Truths are based on perspective and experience.
Truth is
absolute. Everything based on perspective and experience is speculation, extrapolation, estimation, guesswork, intuition, etc.
So, either the ball is on the table, or it's not. If it's moved, when the guy who saw the ball on the table says it's presently on the table, that's extrapolation on his part, and not in any way truth. The truth of that situation is the ball
was on the table at the point he sampled its position. That people afford the same feeling of truth to probable scenarios as they do absolute truths is an aspect of the human thought process, but that doesn't change the nature of ground truth and we should never mix up a personal sense of reality with ground truth. Either there is a god or there isn't. Whether someone is certain there is or isn't a god isn't going to change the fact, and that person will just be right or wrong. There cannot exist a god for all those who know it's true, and at the same time not exist a god for all those who know god is not true.
Likewise, facts are absolute as measures of truth - the actual current state of the universe and everything in it - although the measuring process can be wrong. So facts are datapoints of stuff measured that are typically afforded a sense of truth until disproven, because we're working in a world of imperfect data. Although, of course, there are fake facts too, but these should technically be differentiated as lies.
So, fact, someone sees a console spec supposedly of an upcoming console. That the person
saw a console spec is a fact (assuming they weren't hallucinating!). That the console spec pertains to what is releasing in the future is not a fact nor truth though. Another fact, someone hears a console has been cancelled. They actually
heard that. Doesn't mean it's true, but the fact they heard that from their source is valid. If these events relate to the same product, both facts happened but, if one of them is true, only one is. Either the console exists or its been cancelled.
fact : someone saw a spec
fact : someone heard a cancellation
truth : either (console exists) OR (console does not exist)
I'm not really following what the facts and truth in contention here are, but felt the need to weigh in on what a truth is in this age of wishy-washy 'personal truths'. Regarding Obi-won's statement, it's only true or false depending on the definition of 'Darth Vader' and 'father' and 'killed'. If we take Darth Vader to be an alternate id to Anakin Skywalker, and take the gradual displacement of Anakin's id with Darth Vader's, you can kinda get away with saying DV killed Luke's father. The solid ground truth, not dependent on symbolic language to be justified, is Darth Vader is Luke's father, his biological progenitor, who turned evil and took on a different persona.

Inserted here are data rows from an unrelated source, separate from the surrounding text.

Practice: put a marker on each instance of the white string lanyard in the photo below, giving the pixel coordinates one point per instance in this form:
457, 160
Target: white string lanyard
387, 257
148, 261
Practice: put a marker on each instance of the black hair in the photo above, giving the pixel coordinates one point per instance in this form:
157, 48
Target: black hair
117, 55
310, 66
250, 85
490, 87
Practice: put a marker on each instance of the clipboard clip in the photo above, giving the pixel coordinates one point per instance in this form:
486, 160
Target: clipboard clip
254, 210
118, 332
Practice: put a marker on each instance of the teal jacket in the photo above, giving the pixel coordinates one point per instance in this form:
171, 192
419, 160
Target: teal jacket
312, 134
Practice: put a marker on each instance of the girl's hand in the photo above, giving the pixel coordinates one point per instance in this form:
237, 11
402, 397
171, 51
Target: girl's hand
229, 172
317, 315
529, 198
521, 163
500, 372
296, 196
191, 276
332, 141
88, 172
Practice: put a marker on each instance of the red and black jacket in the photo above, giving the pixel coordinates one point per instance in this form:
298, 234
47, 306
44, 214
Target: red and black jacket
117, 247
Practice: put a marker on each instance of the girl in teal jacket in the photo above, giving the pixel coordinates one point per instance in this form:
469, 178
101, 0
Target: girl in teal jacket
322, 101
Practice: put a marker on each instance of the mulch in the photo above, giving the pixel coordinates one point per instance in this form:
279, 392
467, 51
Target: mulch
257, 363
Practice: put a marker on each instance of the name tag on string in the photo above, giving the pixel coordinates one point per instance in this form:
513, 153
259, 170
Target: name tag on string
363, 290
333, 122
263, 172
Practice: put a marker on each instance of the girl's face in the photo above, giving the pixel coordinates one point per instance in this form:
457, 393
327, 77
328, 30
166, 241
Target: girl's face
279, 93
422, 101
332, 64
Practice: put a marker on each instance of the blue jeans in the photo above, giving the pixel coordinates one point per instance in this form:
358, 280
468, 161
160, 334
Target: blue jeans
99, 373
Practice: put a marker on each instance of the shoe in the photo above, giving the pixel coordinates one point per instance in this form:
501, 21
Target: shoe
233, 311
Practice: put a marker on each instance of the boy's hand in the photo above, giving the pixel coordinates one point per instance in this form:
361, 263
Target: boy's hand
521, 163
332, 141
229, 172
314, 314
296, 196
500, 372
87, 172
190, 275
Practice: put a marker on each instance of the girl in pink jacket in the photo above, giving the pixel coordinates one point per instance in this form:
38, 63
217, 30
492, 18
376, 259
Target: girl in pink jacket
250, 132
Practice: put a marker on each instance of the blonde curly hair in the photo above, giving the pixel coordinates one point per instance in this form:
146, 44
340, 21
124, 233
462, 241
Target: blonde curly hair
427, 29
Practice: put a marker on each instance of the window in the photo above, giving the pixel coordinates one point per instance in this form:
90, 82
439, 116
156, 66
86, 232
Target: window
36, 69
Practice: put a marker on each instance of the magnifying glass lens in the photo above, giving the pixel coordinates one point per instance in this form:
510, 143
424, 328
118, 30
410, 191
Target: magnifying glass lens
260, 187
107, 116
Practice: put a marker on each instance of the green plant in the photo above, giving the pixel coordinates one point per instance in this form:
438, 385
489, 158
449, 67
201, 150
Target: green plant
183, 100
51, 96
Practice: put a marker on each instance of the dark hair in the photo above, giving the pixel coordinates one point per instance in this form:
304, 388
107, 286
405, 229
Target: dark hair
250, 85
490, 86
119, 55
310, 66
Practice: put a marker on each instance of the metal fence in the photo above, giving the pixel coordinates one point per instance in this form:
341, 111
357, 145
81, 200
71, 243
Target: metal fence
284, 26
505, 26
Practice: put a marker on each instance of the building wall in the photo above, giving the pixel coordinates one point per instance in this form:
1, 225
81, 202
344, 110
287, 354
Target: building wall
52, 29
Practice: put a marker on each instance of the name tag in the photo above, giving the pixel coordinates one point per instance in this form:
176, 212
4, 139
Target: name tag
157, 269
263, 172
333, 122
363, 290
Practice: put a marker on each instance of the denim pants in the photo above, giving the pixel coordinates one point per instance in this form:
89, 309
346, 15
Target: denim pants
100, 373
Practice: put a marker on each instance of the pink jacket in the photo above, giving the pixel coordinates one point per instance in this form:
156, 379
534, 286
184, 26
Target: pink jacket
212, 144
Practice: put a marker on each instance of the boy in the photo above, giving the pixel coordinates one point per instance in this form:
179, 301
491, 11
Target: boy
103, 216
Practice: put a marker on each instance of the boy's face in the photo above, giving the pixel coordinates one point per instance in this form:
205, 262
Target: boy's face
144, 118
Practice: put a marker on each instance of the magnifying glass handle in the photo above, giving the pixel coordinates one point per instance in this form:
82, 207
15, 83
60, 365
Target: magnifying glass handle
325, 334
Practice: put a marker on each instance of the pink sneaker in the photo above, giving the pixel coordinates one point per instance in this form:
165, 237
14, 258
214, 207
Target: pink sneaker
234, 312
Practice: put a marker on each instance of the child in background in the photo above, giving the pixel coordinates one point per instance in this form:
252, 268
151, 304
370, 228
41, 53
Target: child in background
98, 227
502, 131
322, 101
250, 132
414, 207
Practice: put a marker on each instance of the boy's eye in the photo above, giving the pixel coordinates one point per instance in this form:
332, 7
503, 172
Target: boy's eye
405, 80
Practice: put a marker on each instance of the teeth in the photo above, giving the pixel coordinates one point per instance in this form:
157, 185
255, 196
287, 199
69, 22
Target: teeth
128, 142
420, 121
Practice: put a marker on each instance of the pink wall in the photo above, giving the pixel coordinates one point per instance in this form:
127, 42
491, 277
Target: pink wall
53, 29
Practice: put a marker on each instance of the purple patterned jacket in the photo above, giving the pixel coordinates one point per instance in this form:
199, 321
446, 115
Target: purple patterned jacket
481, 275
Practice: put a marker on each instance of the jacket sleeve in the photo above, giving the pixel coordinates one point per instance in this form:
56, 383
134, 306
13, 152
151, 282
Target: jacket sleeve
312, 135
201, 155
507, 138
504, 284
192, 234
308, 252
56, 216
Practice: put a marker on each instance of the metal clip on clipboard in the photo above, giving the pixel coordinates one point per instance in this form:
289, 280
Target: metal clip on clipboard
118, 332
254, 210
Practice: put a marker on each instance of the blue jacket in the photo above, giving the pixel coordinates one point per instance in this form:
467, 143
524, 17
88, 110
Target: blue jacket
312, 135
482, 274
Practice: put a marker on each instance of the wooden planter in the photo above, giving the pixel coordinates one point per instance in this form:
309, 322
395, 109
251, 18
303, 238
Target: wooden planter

That's the truth, even if flouncy language manages to express what happened in a symbolic way. Coupled with the fact Lucas was making up the story as he went along and DV wasn't originally Luke's father when Obi-won first explained it and he needed an explanation to introduce this plot twist, we see the truth isn't at all from a certain POV and the 'alternative fact' of DV killing Luke's father rather than being his father was an intellectual construct using words in metaphorical ways to excuse it being false.
Likewise in the Matrix, everyone in the Matrix is in the Matrix, whether they know it or not. When they eat an apple, they arne't eating an apple because in the universe, that apple doesn't exist. they are just receiving brain signals to make them feel they're eating an apple. The truth of that situation is they're in a giant computer thing in a vat of purple goo dreaming/hallucinating that they are eating an apple.